山田優 山田優 撮影:源賀津己

11月11日(金)開幕の舞台『ヴィラ・グランデ 青山~返り討ちの日曜日~』で、山田優が初舞台を踏む。稽古に励む本人を直撃し、現在の心境を訊いた。

「ヴィラ・グランデ 青山~返り討ちの日曜日~」公演情報

幼少期からダンスや歌のレッスンを重ね、ファッション誌の表紙を華やかに飾り、近年では女優として幅広い役柄をこなす。そんな彼女がこれまで舞台に立ったことがないというのは、不思議なくらいだ。「やりたいとはずっと思っていたんです。舞台を観るのは大好きなので。登場人物の感情を同じ空間で一緒に感じられるというのが魅力ですよね。ただ、好きだからこそ、なかなか決心できずにいました。
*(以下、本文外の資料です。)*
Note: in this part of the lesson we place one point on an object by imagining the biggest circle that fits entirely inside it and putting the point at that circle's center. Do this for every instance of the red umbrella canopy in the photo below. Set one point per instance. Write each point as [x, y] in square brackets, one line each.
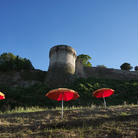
[66, 93]
[104, 92]
[2, 96]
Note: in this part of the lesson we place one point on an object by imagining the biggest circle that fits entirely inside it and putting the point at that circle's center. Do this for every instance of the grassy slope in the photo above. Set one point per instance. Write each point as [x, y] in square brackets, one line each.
[111, 122]
[125, 91]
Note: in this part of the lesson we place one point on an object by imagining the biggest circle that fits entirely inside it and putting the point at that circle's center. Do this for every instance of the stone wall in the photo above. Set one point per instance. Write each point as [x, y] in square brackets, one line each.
[61, 69]
[110, 73]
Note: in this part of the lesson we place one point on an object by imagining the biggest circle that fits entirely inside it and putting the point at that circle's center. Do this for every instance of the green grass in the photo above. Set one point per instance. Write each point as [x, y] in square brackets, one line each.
[125, 92]
[113, 121]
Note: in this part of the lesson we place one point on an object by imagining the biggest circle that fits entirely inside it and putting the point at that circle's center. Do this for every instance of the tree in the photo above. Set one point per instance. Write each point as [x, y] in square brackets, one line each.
[101, 66]
[85, 59]
[9, 61]
[136, 68]
[126, 66]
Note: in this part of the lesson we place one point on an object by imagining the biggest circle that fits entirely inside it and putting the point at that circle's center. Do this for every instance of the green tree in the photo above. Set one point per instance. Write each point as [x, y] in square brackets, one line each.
[101, 66]
[126, 66]
[85, 59]
[136, 68]
[9, 61]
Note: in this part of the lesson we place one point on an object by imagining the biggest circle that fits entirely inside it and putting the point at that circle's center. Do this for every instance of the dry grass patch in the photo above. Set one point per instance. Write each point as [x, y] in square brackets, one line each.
[113, 121]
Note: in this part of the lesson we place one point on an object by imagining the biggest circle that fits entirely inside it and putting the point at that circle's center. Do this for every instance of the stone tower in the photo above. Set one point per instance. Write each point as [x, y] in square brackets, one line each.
[61, 69]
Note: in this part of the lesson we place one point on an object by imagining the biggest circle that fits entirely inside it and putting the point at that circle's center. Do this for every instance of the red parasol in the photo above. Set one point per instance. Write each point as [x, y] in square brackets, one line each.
[62, 94]
[2, 96]
[102, 93]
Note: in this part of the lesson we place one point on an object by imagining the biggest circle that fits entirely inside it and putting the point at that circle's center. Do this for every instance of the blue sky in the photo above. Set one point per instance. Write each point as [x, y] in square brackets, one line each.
[107, 30]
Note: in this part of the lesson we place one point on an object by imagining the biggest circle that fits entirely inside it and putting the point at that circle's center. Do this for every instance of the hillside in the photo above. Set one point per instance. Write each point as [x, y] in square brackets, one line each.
[126, 91]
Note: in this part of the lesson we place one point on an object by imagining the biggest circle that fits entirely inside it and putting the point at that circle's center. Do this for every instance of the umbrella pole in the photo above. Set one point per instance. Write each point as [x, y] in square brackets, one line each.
[104, 101]
[62, 108]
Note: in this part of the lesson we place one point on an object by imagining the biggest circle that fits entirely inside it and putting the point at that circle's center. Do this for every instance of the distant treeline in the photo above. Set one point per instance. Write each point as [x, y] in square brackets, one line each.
[9, 61]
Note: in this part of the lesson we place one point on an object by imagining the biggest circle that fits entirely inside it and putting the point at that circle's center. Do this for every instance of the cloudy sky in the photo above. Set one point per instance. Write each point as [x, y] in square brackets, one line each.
[106, 30]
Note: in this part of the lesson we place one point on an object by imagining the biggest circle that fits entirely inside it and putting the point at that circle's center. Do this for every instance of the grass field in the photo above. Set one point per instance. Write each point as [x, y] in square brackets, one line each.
[90, 122]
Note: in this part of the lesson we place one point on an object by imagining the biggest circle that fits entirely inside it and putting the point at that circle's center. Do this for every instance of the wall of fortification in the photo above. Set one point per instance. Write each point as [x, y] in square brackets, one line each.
[108, 73]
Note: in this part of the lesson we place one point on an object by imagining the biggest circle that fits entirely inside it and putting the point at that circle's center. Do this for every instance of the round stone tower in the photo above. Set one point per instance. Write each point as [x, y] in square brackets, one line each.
[61, 67]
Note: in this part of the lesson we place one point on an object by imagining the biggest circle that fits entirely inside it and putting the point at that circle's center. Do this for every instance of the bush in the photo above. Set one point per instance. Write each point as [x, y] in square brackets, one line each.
[9, 61]
[126, 66]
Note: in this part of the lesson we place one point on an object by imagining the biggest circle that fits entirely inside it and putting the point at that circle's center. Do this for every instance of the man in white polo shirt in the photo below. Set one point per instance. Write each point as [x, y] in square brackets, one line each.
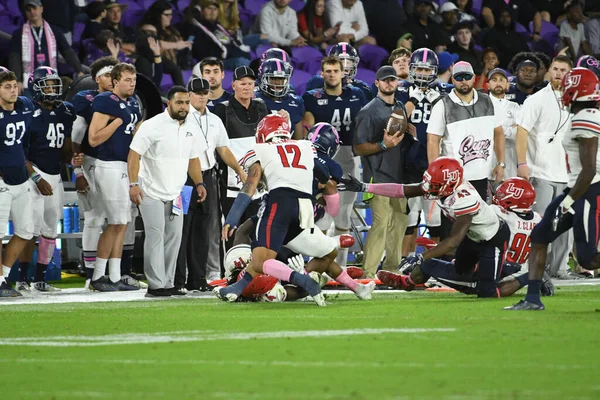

それでも今回のお話に関しては、絶対にやった方がいい!って。そこに迷いはなかったですね」。

彼女を初舞台へと導いたのは、『のだめカンタービレ』で共演した竹中直人。山田の出演には彼の強いプッシュがあったとのことだが、その理由のひとつは、「映画版の舞台挨拶のとき、私がすごくテンパっていたのが面白かったらしくて(笑)」。とはいえ、舞台を深く愛する竹中のこと。彼女に才能を感じなければ声をかけることはなかっただろう。そしてもうひとつ、山田の背中を押したものに、本作で作・演出を担う倉持裕の存在がある。「私自身ずっとやらせていただきたいと思っていた演出家さんでしたし、周りの人からも『初舞台は倉持さんの作品がいい』と言われていました。今回の台本もすばらしいのですが、この面白さをどうやればお客さんに伝わるのか、演じる難しさも感じているところです」。

物語の舞台は、バブル末期に建てられたマンション“ヴィラ・グランデ 青山”。民谷(竹中)が、20年来の友人でありながら3年前に仲違いしてしまった陣野(生瀬勝久)を呼び出したところから始まる。山田が演じるのは、このマンションの住人・津弓の役。「津弓は、気を遣ったり、人に優しくすることで自分の生きがいを感じたりする女性。私も人に何かしてあげたいって気持ちは強い方なので、津弓と似てる部分があるな、と。竹中さん、生瀬さんとの3人のシーンが多いんですが、とにかくおふたりが面白いので、私はあえてニュートラルでいたほうがいいような気がしていて(笑)。今はなんとなくフワーッと、相手役の方と向かい合ったとき、すぐ自分も変えられるようなスタンスでいたいなと思います」。

女優の仕事は好きですか?と聞くと、「好きです!」と即答。「すごく難しくて、まだまだ自信はないですけど、勉強になりますし、何より面白いので続けていきたいなと思っています。舞台も年に1回とか、コンスタントに続けていけたら……。今回の出来次第ですけどね(笑)」。笑みを浮かべながらも、瞳の奥には強い意志が宿る。新たなる舞台女優の記念すべき第一歩に注目したい。

11月27日(日)まで東京・シアタークリエで上演された後、大阪、静岡、長野、金沢、広島、福岡、長崎、名古屋の各地に巡演する。チケットは発売中。